Dopo la guerra, la Anglo-Iranian iniziò una forte espansione in diversi paesi europei e in Nuova Zelanda, ma si ritrovò presto a fare i conti con l’emergere di tendenze nazionaliste.
La crisi di Abadan e la fine della Anglo-Iranian
In quel periodo, i dirigenti iraniani dell’AIOC, sostenuti dal primo ministro Haji Ali RazmaraI, approfittarono della situazione e fecero pressioni sul governo britannico affinché aumentasse la partecipazione dell’Iran nell’estrazione petrolifera. Razmaral era tuttavia contrario alla nazionalizzazione del settore, e la sua posizione – favorevole ad un accordo con la AIOC – era da molti ritenuta troppo moderata.
Nel marzo 1951 Razmaral fu assassinato, aprendo le porte al governo del nazionalista Mohammad Mossadeq.
Mossadeq ordinò quindi la nazionalizzazione della raffineria di Abadan e della stessa AIOC, che in aprile divenne la National Iranian Oil Company (NIOC). La ex Anglo-Iranian, ormai divenuta BP, evacuò il proprio personale ed avviò un duro boicottaggio dei prodotti petroliferi iraniani, danneggiando fortemente l’economia del Paese.
Il governo britannico, principale azionista della BP, citò in giudizio l’Iran alla Corte Internazionale dell’Aja, che diede però ragione a Teheran.

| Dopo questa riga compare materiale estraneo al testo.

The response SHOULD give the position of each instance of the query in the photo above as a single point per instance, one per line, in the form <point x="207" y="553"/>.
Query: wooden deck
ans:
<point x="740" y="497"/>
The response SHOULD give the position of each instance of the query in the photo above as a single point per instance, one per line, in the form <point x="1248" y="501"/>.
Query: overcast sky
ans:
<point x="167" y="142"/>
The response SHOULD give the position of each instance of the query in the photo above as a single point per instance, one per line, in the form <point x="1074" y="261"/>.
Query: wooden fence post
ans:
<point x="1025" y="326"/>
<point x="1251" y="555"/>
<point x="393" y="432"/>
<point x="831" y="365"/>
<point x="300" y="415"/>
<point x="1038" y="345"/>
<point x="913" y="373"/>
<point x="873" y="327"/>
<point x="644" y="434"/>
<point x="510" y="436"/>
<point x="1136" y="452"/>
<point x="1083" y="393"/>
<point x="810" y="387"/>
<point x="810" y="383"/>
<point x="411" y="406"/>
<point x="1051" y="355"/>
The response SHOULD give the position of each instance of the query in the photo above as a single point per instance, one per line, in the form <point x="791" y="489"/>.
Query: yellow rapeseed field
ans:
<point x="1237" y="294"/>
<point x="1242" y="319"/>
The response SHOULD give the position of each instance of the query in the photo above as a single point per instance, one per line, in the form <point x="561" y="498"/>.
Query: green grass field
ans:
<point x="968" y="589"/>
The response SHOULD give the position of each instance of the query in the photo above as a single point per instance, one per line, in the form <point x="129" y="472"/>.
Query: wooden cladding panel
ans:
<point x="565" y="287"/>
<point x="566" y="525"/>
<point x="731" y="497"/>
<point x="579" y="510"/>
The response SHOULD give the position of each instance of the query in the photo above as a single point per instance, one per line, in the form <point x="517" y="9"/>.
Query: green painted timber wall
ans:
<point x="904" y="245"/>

Le “Sette Sorelle” e l’Agip
Nel 1953, la situazione divenne insostenibile. Fu orchestrato un colpo di stato da parte della CIA (in chiave anti-sovietica) e dell’MI6, con il supporto dello Scià Mohammad Reza Pahlavi. Se il primo golpe fallì, portando alla fuga del sovrano in Italia, una seconda azione ebbe successo, determinando la destituzione di Mossadeq e un rafforzamento dei poteri dello Scià.
Dal punto di vista petrolifero, tuttavia, il monopolio della BP non fu ristabilito. Si decise infatti di creare il cosiddetto Consorzio per l’Iran, con la partecipazione di quelle che Enrico Mattei aveva definito “le Sette Sorelle” (BP, Shell, Esso, Mobil, Chevron, Gulf e Texaco), più la Total. Il Consorzio agiva nei fatti come un cartello, acquistando il petrolio dalla NIOC in regime di monopolio e rivendendolo sui mercati esteri. Alla BP era però riconosciuto un risarcimento per la nazionalizzazione.
L’Agip, di cui Mattei aveva chiesto la partecipazione, fu invece esclusa. Il manager italiano decise dunque di muoversi con maggiore autonomia, creando nel 1957 la Sirip (Société Irano-Italienne des Pétroles), che riconosceva all’Iran condizioni particolarmente favorevoli, attirandosi in questo modo l’inimicizia delle Sette Sorelle.